While the meeting focused almost exclusively on the vaccine trial, and not on Trump's response to the virus more broadly, it seemed to participants like the President was engaged -- unlike some previous meetings that became derailed with unrelated topics and complaints.
But as the day progressed, Trump heard from several others who reinforced a different message than the one being offered by the administration's health experts. His hawkish trade adviser Peter Navarro -- who recently published an op-ed in USA Today trashing Fauci without running it past the White House but was never formally reprimanded -- traveled alongside Trump to North Carolina, where the President broke with health experts by calling on governors to reopen.
"I really do believe a lot of the governors should be opening up states that they're not opening," Trump said, countering the advice being offered by Fauci and Dr. Deborah Birx for states to rethink how they are lifting restrictions.
The same day, Trump spoke with Robert Herring, the chief executive of far-right OANN, about an unproven anti-malarial that Trump has long touted and even took himself, despite a lack of clear evidence on its efficacy in preventing or treating Covid.
"Yesterday, I had a chance to talk to President Trump about hydroxychloroquine," Herring later wrote on Twitter. "I gave him a list of doctors we have interviewed. I know he wants to help & put people back to work. Hope he talks to real doctors & not Dr. 'Farci.' "
Trump has cited OANN as a new favorite television channel after becoming frustrated with Fox News' willingness to interview Democrats. The channel, which is not distributed widely, often peddles wild conspiracies and false information.
By Monday evening, Trump had taken the hydroxychloroquine message public, retweeting a series of videos that were later removed by Twitter for containing false and misleading information about mask-wearing and the unproven drug.
Trump defended the video and the doctor it featured on Tuesday: "There was a woman who was spectacular in her statements about it and she's had tremendous success with it. And they took her voice off," he said.
But he seemed to back off when pressed about the statements made in the video itself, including that "you don't need masks" and the doctor's past statements about alien DNA used in medical treatments.
"I thought her voice was an important voice, but I know nothing about her," Trump said before abruptly departing the briefing room.
Fauci said on ABC he agrees with the Food and Drug Administration that "the overwhelming prevailing clinical trials that have looked at the efficacy of hydroxychloroquine have indicated that it is not effective in coronavirus disease."
The mild rebuke from Fauci caused some Trump advisers to shake their heads, fearing another round of headlines pitting Trump against the well-respected disease expert.
Last week, Trump said Fauci was a "nice guy" in an interview before his interviewer, Dave Portnoy of Barstool Sports, said the doctor was "on my ax list because every time he talks and says the country should stay inside, my stocks tank."
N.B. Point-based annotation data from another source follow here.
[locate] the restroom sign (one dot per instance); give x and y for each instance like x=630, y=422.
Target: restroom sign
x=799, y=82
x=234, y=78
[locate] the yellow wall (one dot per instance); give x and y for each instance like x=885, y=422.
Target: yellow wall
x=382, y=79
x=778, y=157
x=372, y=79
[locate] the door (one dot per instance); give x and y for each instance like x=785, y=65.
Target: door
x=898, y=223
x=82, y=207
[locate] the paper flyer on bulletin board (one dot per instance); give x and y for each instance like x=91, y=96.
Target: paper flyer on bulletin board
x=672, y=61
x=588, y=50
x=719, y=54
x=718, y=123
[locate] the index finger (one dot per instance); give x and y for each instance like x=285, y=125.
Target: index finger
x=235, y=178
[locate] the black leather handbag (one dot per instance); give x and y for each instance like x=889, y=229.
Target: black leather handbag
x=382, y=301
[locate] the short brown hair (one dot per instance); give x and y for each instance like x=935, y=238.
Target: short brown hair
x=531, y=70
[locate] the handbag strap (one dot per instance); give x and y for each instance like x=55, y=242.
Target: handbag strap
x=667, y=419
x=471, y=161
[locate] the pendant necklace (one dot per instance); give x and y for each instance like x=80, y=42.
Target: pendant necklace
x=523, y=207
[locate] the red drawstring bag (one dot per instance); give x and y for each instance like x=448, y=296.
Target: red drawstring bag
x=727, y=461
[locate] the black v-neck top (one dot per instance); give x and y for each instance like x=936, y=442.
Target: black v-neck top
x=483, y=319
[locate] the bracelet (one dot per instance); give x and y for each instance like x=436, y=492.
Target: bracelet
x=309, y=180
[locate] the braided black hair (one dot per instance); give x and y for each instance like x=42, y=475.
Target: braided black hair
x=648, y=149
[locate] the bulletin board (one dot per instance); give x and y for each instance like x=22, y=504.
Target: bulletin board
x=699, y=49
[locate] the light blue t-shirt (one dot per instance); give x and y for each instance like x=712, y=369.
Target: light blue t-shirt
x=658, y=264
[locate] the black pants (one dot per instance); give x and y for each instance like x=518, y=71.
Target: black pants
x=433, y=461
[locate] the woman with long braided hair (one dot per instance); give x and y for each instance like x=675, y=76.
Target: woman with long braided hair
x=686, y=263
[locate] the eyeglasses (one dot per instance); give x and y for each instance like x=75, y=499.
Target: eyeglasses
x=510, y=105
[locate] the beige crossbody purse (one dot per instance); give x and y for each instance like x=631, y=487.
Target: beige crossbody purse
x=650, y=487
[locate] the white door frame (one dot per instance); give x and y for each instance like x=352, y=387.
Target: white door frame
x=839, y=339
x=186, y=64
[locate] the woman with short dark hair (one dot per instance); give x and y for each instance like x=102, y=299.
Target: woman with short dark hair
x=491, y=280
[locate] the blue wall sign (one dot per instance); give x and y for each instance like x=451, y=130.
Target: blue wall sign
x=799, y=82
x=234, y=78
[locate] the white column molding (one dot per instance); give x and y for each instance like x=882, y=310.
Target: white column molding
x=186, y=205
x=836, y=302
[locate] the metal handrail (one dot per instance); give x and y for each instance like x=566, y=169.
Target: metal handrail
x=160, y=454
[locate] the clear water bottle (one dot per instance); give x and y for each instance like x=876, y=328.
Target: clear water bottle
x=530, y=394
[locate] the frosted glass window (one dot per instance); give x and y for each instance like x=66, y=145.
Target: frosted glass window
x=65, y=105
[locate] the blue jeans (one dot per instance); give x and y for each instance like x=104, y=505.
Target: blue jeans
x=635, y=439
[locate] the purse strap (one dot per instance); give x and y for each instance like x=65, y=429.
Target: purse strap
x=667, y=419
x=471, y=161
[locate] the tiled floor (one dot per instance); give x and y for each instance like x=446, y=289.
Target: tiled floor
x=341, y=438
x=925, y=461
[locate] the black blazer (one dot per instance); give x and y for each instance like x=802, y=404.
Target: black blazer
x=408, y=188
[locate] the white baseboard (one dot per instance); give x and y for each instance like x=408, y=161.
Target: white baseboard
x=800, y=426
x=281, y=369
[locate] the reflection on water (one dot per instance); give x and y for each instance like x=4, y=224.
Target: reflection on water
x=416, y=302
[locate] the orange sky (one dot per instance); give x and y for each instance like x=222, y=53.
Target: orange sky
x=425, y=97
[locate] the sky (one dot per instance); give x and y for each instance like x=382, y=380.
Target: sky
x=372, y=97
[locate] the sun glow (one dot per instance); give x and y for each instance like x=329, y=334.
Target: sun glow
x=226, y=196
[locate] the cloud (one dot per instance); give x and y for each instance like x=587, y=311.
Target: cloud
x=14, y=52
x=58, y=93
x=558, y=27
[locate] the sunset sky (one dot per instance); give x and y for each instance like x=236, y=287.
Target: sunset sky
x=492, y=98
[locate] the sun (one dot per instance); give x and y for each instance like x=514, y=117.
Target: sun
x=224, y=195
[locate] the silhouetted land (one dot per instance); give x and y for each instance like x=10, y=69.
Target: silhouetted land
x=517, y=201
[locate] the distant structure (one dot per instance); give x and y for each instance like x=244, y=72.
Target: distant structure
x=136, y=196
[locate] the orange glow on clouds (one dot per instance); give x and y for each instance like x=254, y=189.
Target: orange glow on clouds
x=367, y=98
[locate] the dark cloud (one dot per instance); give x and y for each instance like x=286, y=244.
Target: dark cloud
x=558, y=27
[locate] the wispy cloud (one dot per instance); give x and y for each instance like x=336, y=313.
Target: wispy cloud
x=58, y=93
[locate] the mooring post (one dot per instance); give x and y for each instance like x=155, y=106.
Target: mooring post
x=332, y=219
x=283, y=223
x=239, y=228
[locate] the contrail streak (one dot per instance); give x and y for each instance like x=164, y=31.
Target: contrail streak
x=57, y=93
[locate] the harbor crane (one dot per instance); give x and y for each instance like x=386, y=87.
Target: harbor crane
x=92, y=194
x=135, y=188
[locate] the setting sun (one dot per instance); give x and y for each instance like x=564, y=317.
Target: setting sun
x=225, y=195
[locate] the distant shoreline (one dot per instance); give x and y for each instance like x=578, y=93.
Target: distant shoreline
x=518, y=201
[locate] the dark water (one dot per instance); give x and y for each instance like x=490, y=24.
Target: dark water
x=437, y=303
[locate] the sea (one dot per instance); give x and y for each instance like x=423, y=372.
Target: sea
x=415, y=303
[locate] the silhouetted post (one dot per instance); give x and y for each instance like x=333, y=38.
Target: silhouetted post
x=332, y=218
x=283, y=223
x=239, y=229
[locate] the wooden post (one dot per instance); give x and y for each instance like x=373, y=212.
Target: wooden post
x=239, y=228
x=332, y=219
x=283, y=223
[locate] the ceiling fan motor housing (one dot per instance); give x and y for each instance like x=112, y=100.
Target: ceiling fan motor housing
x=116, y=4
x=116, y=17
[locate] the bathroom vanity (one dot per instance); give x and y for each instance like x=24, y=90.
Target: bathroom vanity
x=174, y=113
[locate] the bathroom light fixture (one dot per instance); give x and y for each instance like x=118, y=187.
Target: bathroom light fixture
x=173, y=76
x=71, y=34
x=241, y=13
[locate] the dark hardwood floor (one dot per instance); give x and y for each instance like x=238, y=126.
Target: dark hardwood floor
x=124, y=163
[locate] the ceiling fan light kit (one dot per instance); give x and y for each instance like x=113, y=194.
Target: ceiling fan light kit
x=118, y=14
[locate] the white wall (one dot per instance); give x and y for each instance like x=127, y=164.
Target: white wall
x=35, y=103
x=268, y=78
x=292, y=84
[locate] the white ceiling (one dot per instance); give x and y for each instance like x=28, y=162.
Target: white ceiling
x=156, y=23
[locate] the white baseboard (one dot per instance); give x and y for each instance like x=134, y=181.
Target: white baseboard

"Well, he'd like to see it closed up for a couple of years, but that's OK because I'm President, so I say, 'Well, I appreciate your opinion. Now give me another opinion, somebody please,' " Trump responded.
Meanwhile, Navarro has sustained his attacks on Fauci, saying he doesn't regret his unsanctioned op-ed and dinging the doctor for his wild first pitch last week at Nationals Park.
Asked by reporters at the White House on Tuesday about the continued attacks on Fauci, Navarro stormed away.
This story and headline have been updated with further news developments.